- Office: Praetor (80 BC) Governor of Sicily (79 BC)
- Children: Gaius Claudius Marcellus

= Gaius Claudius Marcellus (praetor 80 BC) =

Roman senator

Gaius Claudius Marcellus (c. 120 BC – 50 BC or after) was a Roman senator.

==Life==
Marcellus was praetor apparently in 80 BC, and afterwards succeeded M. Aemilius Lepidus in the government of Sicily. He found that province in a state of great distress and confusion from the exactions and oppressions of his predecessor; but by the mildness and justice of his administration, he restored it to such a flourishing state, that Cicero tells he was looked upon by the Sicilians as the second savior of their country. Statues were erected to him in almost every city of the island; and the festival of the Marcellea already instituted in honor of his ancestor, Marcus Claudius Marcellus, was now renewed in his favor. Cicero, throughout his speeches against Verres, dwelled frequently upon the administration of Marcellus, as affording the most striking contrast to that of the accused. By a singular accident, Marcellus himself was present on that occasion, as one of the judges of Verres.

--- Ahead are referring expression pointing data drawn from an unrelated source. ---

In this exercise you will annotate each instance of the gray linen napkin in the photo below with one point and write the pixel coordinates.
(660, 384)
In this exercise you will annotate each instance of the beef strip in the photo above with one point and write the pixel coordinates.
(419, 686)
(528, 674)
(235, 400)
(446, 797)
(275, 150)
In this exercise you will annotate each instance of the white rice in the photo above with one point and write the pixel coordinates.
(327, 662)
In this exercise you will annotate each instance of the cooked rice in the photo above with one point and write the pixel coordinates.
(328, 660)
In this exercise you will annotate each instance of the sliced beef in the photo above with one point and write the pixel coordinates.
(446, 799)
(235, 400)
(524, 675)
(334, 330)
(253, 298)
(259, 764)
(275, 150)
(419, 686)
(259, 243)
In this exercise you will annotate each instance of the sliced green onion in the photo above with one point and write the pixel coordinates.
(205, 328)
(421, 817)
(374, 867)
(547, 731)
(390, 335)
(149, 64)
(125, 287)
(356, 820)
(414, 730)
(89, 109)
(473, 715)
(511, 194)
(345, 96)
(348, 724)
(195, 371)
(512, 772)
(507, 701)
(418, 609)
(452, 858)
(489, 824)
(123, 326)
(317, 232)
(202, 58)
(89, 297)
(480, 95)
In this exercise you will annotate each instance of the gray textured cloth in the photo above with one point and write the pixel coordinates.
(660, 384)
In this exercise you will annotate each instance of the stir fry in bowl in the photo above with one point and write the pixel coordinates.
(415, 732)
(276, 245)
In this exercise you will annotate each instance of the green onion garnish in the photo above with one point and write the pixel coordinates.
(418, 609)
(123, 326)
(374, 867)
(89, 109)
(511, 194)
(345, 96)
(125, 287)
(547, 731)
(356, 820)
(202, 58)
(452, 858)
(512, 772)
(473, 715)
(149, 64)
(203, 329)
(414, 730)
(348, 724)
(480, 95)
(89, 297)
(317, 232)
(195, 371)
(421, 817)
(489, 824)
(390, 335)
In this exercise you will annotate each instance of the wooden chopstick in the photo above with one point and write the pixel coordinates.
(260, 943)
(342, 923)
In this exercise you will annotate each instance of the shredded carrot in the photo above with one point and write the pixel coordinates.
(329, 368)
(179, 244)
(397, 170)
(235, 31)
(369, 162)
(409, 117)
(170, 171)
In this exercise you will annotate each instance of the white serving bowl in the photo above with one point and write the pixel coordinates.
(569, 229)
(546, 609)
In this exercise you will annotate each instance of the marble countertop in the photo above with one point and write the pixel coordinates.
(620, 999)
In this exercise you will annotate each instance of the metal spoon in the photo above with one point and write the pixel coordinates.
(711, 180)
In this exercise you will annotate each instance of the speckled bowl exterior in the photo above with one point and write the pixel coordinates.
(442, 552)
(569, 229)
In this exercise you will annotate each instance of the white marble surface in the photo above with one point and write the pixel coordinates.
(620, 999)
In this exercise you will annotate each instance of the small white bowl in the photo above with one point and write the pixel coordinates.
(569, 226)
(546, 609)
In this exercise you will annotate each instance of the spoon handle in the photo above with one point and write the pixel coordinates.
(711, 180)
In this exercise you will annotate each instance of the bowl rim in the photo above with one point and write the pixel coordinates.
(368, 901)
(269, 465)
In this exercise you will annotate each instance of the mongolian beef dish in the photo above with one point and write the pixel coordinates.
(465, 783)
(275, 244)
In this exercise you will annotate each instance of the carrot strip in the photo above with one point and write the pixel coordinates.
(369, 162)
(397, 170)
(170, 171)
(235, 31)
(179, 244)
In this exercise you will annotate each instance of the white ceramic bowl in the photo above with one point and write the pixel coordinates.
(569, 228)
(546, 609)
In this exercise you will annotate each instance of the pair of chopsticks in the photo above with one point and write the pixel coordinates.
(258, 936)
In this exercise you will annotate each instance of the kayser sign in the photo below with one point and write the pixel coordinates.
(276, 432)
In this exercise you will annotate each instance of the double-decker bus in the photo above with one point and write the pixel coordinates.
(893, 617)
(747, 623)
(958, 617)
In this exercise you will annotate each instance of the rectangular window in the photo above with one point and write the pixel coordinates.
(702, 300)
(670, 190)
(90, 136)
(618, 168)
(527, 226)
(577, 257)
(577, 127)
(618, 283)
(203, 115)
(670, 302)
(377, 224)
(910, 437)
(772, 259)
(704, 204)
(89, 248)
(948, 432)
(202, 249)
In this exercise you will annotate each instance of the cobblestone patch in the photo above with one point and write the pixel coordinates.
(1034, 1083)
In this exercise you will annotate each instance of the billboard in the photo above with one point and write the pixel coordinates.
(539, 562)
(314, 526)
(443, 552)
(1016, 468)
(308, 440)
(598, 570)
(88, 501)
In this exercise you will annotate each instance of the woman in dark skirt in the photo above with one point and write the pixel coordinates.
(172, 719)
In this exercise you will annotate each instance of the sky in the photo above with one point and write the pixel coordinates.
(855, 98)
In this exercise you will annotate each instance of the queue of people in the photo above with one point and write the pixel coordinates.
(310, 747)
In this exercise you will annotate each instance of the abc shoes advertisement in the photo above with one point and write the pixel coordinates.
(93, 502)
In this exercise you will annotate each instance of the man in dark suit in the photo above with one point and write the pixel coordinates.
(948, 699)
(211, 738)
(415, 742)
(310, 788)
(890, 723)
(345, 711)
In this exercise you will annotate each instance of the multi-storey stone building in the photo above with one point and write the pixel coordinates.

Marcellus held the office of augur, in which Cicero was one of his colleagues, and is cited by him as one of those who regarded the whole science of augury as a merely political institution. He lived to see his son, also called Gaius Claudius Marcellus, elected consul for the year 50 BC; and on that occasion Cicero wrote him a letter of congratulation. Elsewhere also the latter dwells in the strongest manner upon the respect and affection with which he had always regarded Marcellus.